Mishaps
• In opera, singers must be heard in the back rows of the opera house. Occasionally, this striving after volume results in a spray of saliva that can drench an innocent co-star. The tenor Pasquale Brignoli was known for his spraying. While on stage co-starring with Brignoli in Mozart’s Don Giovanni, contralto Emily Lablache asked him loudly, “See here, my good friend, can’t you for once spit on Donna Elvira’s dress?”
• The Russian Symphony Orchestra, conducted by Modest Altschuler, was playing Beethoven’s “Leonore No. 3” at an outdoor park. Just as the first trumpeter, stationed away from the orchestra, raised his horn to his lips to play the offstage fanfare, a park policeman ran over to him and grabbed the trumpet away from him, saying, “You can’t do that here! Don’t you know there’s a concert going on?”
• One of Frank Cottrell Boyce’s friends visited a pub where he heard a band playing an expert version of Eddie and the Hot Rods’ “Anything You Wanna Do.” When the band took a break, he bought them all drinks and advised them to form an Eddie and the Hot Rods tribute band. The band’s singer replied, “Nice idea. The only problem with it is that I am Eddie. And these are my Hot Rods.”
• Chubby Wise played fiddle for country singer Hank Snow. During a concert, Mr. Wise’s bow caught Mr. Snow’s toupee and flung it out into the audience. Someone in the audience went home with a very unusual celebrity memento. (Once, Mr. Snow got too close to the edge of the stage and fell off. He said, “Godd*mn it, Chubby. Why don’t you watch where I’m going?”)
• Fanny Brice was persistent. Once she was singing her big number in a show when her voice cracked — something no one could believe. She made the orchestra begin the song again, and she sang again, and her voice cracked again. So she told the audience, “Just stay in your seats. We’ll get it this time.” And she did get it, and she received a huge ovation from the audience.
• Bobby Jax played in his junior high school marching band in Paragould, Arkansas, where his most memorable exploit was falling on his rear end during a halftime performance.

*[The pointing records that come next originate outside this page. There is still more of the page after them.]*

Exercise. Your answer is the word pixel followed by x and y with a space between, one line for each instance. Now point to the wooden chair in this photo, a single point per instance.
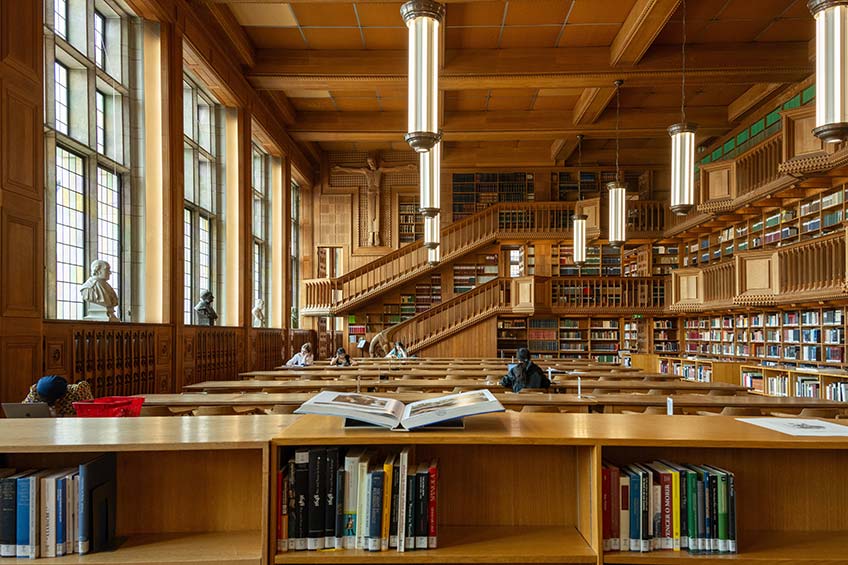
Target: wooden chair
pixel 214 411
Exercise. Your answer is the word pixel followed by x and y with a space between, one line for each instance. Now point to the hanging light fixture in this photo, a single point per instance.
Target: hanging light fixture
pixel 617 189
pixel 431 231
pixel 579 227
pixel 430 180
pixel 831 71
pixel 423 18
pixel 682 146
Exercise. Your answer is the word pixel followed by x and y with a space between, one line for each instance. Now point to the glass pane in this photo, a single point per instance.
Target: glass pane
pixel 70 234
pixel 109 222
pixel 100 110
pixel 188 175
pixel 204 184
pixel 203 255
pixel 61 93
pixel 204 124
pixel 60 18
pixel 188 295
pixel 188 112
pixel 99 40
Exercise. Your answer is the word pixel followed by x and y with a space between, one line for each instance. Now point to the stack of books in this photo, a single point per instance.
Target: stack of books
pixel 329 498
pixel 57 512
pixel 668 506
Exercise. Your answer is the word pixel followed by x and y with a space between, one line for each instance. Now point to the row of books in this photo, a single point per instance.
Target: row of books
pixel 57 512
pixel 663 505
pixel 331 499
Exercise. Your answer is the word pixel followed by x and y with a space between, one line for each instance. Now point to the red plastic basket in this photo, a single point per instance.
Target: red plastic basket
pixel 109 407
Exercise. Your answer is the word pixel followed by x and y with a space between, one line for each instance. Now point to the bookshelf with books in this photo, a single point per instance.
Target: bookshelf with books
pixel 174 477
pixel 564 516
pixel 410 222
pixel 474 192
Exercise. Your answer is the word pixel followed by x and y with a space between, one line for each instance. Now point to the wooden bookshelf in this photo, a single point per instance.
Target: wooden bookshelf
pixel 557 517
pixel 190 490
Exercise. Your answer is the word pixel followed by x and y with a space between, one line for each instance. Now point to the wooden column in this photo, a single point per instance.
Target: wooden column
pixel 21 198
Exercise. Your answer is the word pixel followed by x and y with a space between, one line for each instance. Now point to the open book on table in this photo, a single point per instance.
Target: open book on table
pixel 394 414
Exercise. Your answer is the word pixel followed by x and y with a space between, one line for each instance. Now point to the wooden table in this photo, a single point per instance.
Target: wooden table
pixel 450 384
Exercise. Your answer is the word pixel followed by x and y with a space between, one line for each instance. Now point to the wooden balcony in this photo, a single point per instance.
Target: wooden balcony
pixel 808 271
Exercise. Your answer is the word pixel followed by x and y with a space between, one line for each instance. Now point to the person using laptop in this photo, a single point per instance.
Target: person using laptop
pixel 55 391
pixel 525 374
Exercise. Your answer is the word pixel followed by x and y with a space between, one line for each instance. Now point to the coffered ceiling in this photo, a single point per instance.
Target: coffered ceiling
pixel 521 78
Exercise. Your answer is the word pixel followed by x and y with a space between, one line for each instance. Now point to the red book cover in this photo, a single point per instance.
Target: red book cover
pixel 432 538
pixel 615 508
pixel 605 507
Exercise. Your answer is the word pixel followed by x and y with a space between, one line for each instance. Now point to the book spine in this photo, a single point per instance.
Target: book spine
pixel 376 510
pixel 606 519
pixel 432 508
pixel 301 491
pixel 60 516
pixel 282 542
pixel 393 512
pixel 421 505
pixel 731 512
pixel 624 519
pixel 615 507
pixel 316 500
pixel 8 510
pixel 350 498
pixel 635 513
pixel 22 505
pixel 386 516
pixel 338 540
pixel 411 510
pixel 331 467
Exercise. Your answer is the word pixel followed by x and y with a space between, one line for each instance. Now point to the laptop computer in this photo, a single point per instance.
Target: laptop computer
pixel 26 410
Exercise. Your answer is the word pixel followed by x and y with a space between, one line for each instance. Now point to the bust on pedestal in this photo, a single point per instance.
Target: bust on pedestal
pixel 206 314
pixel 99 294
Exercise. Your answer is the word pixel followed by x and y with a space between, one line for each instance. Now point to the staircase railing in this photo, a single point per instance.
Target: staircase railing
pixel 452 316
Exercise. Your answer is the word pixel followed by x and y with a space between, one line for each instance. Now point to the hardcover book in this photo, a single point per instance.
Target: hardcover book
pixel 393 414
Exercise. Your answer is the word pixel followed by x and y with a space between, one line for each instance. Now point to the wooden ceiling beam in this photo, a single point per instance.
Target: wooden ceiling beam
pixel 241 44
pixel 591 104
pixel 641 26
pixel 499 126
pixel 584 67
pixel 750 99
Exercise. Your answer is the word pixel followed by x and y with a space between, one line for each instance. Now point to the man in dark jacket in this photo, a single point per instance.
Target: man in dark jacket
pixel 525 374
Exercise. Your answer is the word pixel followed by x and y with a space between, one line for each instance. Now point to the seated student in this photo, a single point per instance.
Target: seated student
pixel 55 391
pixel 341 359
pixel 398 351
pixel 302 358
pixel 525 374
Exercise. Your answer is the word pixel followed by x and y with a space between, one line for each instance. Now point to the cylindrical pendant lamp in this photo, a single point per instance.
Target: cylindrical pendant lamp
pixel 423 19
pixel 831 69
pixel 430 180
pixel 431 231
pixel 682 167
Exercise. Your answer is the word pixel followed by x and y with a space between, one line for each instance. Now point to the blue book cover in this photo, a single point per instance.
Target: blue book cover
pixel 97 503
pixel 60 516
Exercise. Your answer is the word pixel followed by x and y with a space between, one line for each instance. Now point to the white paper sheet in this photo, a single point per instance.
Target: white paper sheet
pixel 799 426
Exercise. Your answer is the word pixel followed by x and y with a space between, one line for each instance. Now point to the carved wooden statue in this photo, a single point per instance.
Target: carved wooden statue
pixel 373 179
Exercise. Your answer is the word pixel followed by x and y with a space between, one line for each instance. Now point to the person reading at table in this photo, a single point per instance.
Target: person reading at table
pixel 525 374
pixel 302 358
pixel 55 391
pixel 340 359
pixel 398 351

Because of this exploit, his fellow band members implemented the annual “Bobby Jax I’ve Fallen and I Can’t Get Up Award.” Bobby good-naturedly became the recipient of the first award.
• Ernestine Schumann-Heink was rehearsing Wagner’s Das Rheingold, in which she played a nymph. She and the other women playing nymphs were connected to wires that raised and lowered them to simulate diving and swimming. Unfortunately, she disliked the motion and screamed, “For Heaven’s sake, let me down! I’m the mother of eight children!”
• After retiring from opera and movies, Geraldine Farrar began giving musical concerts. Mishaps sometimes occurred at these concerts. At one concert, a storm knocked out the electric power. Therefore, Ms. Farrar gave the concert by the light of candles. She held one in front of her, while her pianist played by the light of two candles stuck in potatoes.
• Opera singers sometimes have very tight travel schedules. On her way to London to perform, soprano Eva Turner stopped at Las Palmas to sing the part of Leonora in Trovatore. Her ship sailed just a half-hour after the final curtain, so her fellow travelers were treated to the sight of Ms. Turner in full costume climbing up a ladder to get on board.